Methods are available which, with a little practice, may be employed to distinguish between fresh butter, renovated or process butter, and oleomargarine.

These methods are commonly used in food and dairy laboratories. They give reliable results. At the same time considerable practice is necessary before we can interpret correctly the results obtained. Some process butters are on the market which can be distinguished from fresh butter only with extreme difficulty. During the last few years considerable progress has been made in the attempt to renovate butter in such a way that it will appear like fresh butter in all respects. A study must be made of these methods if we would obtain reliable results.

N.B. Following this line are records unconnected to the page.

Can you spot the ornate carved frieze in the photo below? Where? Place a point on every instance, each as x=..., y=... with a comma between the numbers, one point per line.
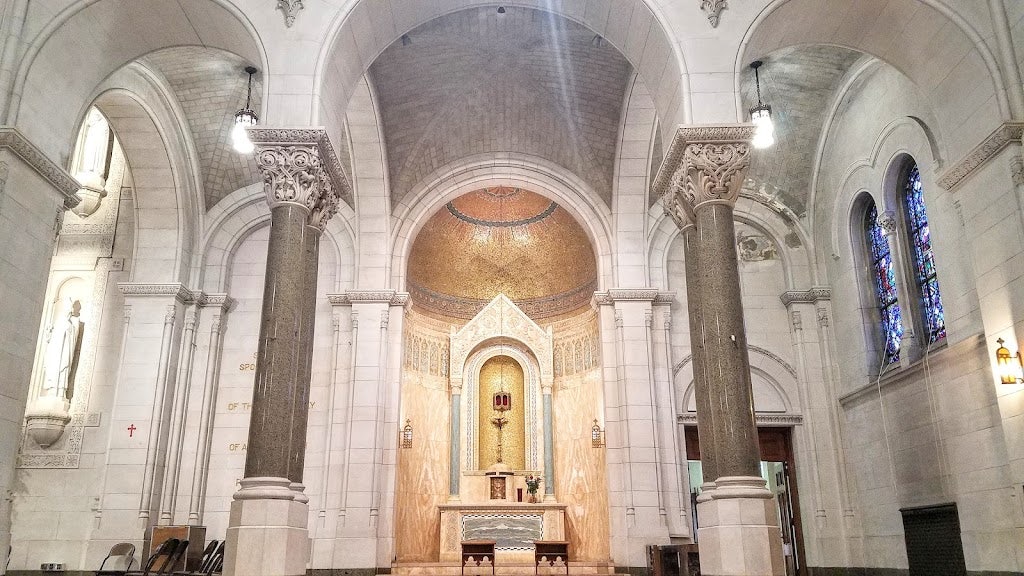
x=312, y=162
x=690, y=418
x=626, y=294
x=1006, y=133
x=705, y=164
x=175, y=289
x=291, y=9
x=12, y=139
x=714, y=9
x=812, y=295
x=390, y=297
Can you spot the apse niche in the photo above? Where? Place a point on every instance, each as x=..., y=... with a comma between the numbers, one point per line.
x=501, y=381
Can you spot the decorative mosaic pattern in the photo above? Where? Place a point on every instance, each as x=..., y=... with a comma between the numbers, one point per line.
x=502, y=241
x=427, y=356
x=510, y=532
x=885, y=285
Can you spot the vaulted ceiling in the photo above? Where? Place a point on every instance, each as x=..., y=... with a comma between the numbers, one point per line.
x=477, y=81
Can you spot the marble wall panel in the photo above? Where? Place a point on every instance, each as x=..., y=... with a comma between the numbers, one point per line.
x=422, y=480
x=580, y=468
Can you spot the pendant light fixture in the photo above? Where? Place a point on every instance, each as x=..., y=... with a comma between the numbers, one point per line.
x=764, y=136
x=243, y=118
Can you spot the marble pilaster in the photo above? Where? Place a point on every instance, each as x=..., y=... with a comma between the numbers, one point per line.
x=737, y=532
x=267, y=532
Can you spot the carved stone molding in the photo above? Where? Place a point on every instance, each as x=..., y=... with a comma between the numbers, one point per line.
x=307, y=138
x=221, y=300
x=175, y=289
x=714, y=9
x=690, y=418
x=291, y=9
x=14, y=140
x=888, y=222
x=626, y=294
x=390, y=297
x=757, y=350
x=706, y=162
x=812, y=295
x=1005, y=134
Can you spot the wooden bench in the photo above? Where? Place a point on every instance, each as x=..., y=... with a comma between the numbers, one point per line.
x=549, y=551
x=478, y=550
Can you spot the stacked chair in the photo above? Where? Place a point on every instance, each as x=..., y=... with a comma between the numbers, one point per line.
x=162, y=562
x=124, y=551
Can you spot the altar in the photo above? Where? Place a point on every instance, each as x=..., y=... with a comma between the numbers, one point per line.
x=514, y=527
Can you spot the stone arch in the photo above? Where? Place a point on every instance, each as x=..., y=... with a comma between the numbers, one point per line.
x=355, y=40
x=798, y=263
x=162, y=175
x=511, y=170
x=245, y=211
x=903, y=46
x=47, y=117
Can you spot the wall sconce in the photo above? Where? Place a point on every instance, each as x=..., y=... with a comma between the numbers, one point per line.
x=764, y=135
x=596, y=436
x=407, y=435
x=1010, y=365
x=243, y=118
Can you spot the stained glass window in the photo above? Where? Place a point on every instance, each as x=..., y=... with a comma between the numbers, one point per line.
x=924, y=260
x=885, y=284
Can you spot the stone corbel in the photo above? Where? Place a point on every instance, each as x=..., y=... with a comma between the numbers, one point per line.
x=704, y=163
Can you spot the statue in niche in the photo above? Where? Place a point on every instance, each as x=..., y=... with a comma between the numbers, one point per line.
x=62, y=351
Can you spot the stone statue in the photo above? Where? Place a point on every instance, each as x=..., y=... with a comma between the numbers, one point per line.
x=62, y=352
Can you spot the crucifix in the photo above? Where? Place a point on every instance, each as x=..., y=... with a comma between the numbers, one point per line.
x=502, y=404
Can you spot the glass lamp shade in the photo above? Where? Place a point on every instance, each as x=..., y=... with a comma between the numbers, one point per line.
x=240, y=138
x=1009, y=365
x=764, y=135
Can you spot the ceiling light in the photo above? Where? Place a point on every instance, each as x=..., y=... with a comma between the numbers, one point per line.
x=764, y=135
x=243, y=118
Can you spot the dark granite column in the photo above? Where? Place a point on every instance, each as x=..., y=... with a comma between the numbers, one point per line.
x=303, y=182
x=700, y=177
x=682, y=213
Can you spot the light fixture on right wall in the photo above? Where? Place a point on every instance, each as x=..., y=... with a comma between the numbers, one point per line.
x=764, y=135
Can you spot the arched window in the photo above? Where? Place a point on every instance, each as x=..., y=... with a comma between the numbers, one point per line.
x=923, y=263
x=885, y=284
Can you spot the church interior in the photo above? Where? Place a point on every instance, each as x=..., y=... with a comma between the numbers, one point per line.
x=583, y=287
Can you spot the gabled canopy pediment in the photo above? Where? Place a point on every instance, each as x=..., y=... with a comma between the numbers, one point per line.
x=502, y=319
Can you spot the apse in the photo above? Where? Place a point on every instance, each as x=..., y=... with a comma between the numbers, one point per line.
x=502, y=241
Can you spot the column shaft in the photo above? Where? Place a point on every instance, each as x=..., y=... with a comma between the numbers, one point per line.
x=706, y=427
x=723, y=342
x=280, y=359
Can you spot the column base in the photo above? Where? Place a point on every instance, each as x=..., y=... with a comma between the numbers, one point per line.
x=738, y=532
x=266, y=531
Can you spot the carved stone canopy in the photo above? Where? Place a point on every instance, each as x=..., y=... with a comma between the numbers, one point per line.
x=705, y=164
x=299, y=165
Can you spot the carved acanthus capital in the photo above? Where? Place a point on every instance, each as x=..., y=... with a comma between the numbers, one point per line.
x=295, y=174
x=704, y=164
x=299, y=166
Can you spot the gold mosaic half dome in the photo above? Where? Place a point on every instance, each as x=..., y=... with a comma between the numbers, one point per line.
x=502, y=240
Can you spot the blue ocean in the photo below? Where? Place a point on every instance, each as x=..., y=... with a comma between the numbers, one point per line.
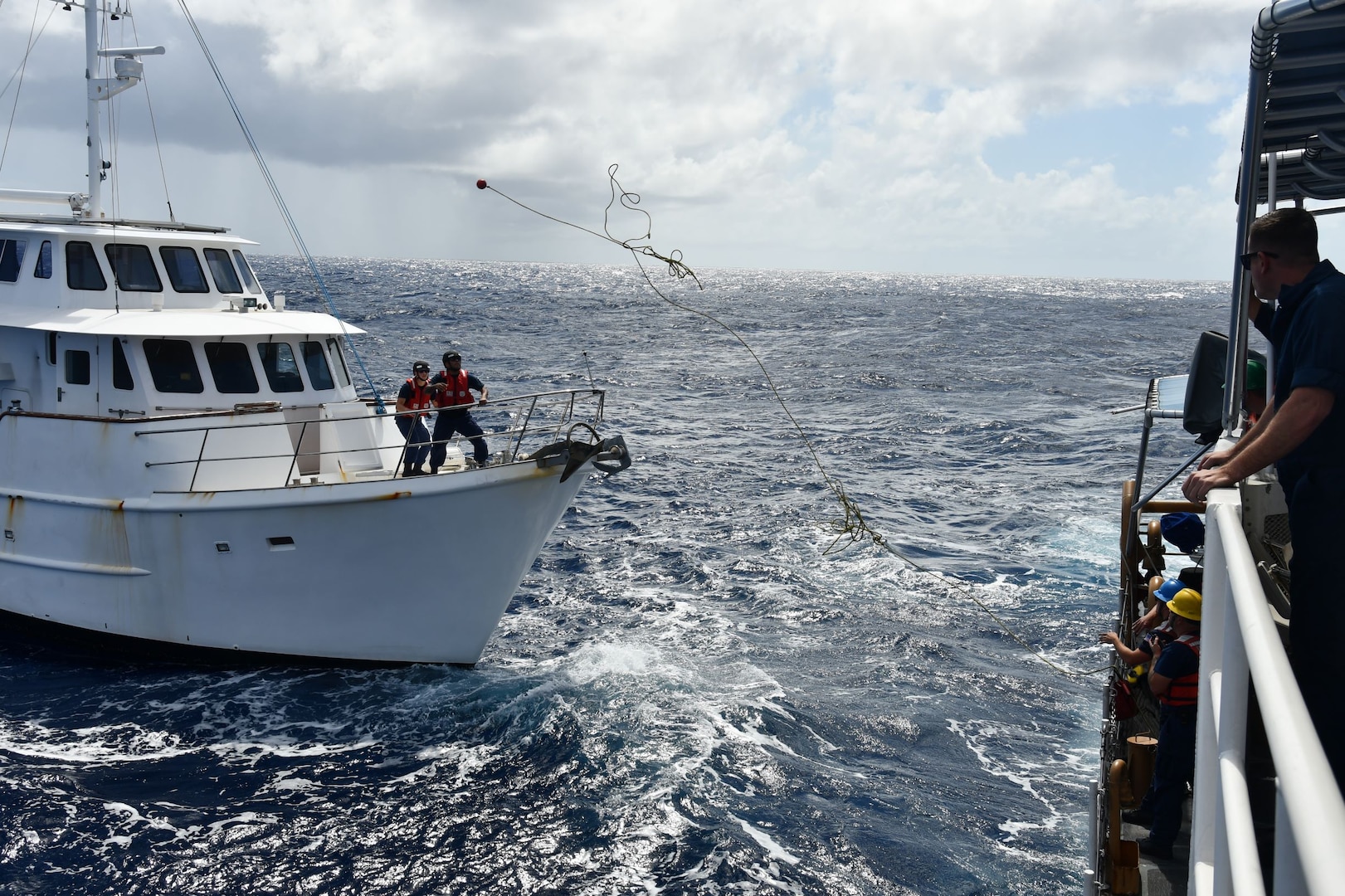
x=704, y=685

The "spoon" test has been suggested as a household test, and is commonly used by analytical chemists for distinguishing fresh butter from renovated butter and oleomargarine. A lump of butter, 2 or 3 times the size of a pea, is placed in a large spoon and heated over an alcohol or Bunsen burner. If more convenient the spoon may be held above the chimney of an ordinary kerosene lamp, or it may even be held over an ordinary illuminating gas burner. If the sample in question be fresh butter it will boil quietly, with the evolution of many small bubbles throughout the mass which produce a large amount of foam. Oleomargarine and process butter, on the other hand, sputter and crackle, making a noise similar to that heard when a green stick is placed in a fire. Another point of distinction is noted if a small portion of the sample be placed in a small bottle and set in a vessel of water sufficiently warm to melt the butter. The sample is kept melted from half an hour to an hour, when it is examined. If renovated butter or oleomargarine, the fat will be turbid, while if genuine fresh butter the fat will almost certainly be entirely clear.

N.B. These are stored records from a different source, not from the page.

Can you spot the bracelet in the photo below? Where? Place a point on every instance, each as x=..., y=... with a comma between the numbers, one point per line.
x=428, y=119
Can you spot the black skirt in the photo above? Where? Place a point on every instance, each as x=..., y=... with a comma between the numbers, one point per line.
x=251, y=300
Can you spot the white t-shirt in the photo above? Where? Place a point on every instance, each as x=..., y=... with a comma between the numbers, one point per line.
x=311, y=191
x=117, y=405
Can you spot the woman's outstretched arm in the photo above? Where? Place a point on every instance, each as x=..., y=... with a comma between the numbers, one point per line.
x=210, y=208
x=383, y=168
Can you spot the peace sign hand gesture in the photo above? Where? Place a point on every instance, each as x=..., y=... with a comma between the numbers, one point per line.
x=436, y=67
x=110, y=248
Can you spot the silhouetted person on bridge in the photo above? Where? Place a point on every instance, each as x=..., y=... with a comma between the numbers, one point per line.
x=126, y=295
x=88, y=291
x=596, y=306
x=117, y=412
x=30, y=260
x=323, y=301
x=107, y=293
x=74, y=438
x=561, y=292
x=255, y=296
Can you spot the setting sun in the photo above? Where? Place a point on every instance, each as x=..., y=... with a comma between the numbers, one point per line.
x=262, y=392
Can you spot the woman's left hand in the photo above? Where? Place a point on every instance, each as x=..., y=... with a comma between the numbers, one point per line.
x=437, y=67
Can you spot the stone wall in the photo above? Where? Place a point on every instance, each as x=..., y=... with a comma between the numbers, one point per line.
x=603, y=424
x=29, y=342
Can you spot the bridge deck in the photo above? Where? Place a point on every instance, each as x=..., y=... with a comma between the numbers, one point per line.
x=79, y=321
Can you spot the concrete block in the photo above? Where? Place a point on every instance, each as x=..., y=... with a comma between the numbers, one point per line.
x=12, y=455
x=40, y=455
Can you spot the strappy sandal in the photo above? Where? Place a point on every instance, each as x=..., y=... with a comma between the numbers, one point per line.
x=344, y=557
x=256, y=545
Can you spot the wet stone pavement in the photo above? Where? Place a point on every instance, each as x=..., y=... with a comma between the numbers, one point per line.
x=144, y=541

To manipulate what is known as the "Waterhouse" or "milk" test, about 2 ounces of sweet milk are placed in a wide-mouthed bottle, which is set in a vessel of boiling water. When the milk is thoroughly heated, a teaspoonful of butter is added, and the mixture stirred with a splinter of wood until the fat is melted. The bottle is then placed in a dish of ice water and the stirring continued until the fat solidifies. If the sample be butter, either fresh or renovated, it will be solidified in a granular condition and distributed through the milk in small particles. If, on the other hand, the sample consist of oleomargarine it solidifies practically in one piece and may be lifted by the stirrer from the milk.

By these two tests, the first of which distinguishes fresh butter from process or renovated butter and oleomargarine, and the second of which distinguishes oleomargarine from either fresh butter or renovated butter, the nature of the sample under examination may be determined.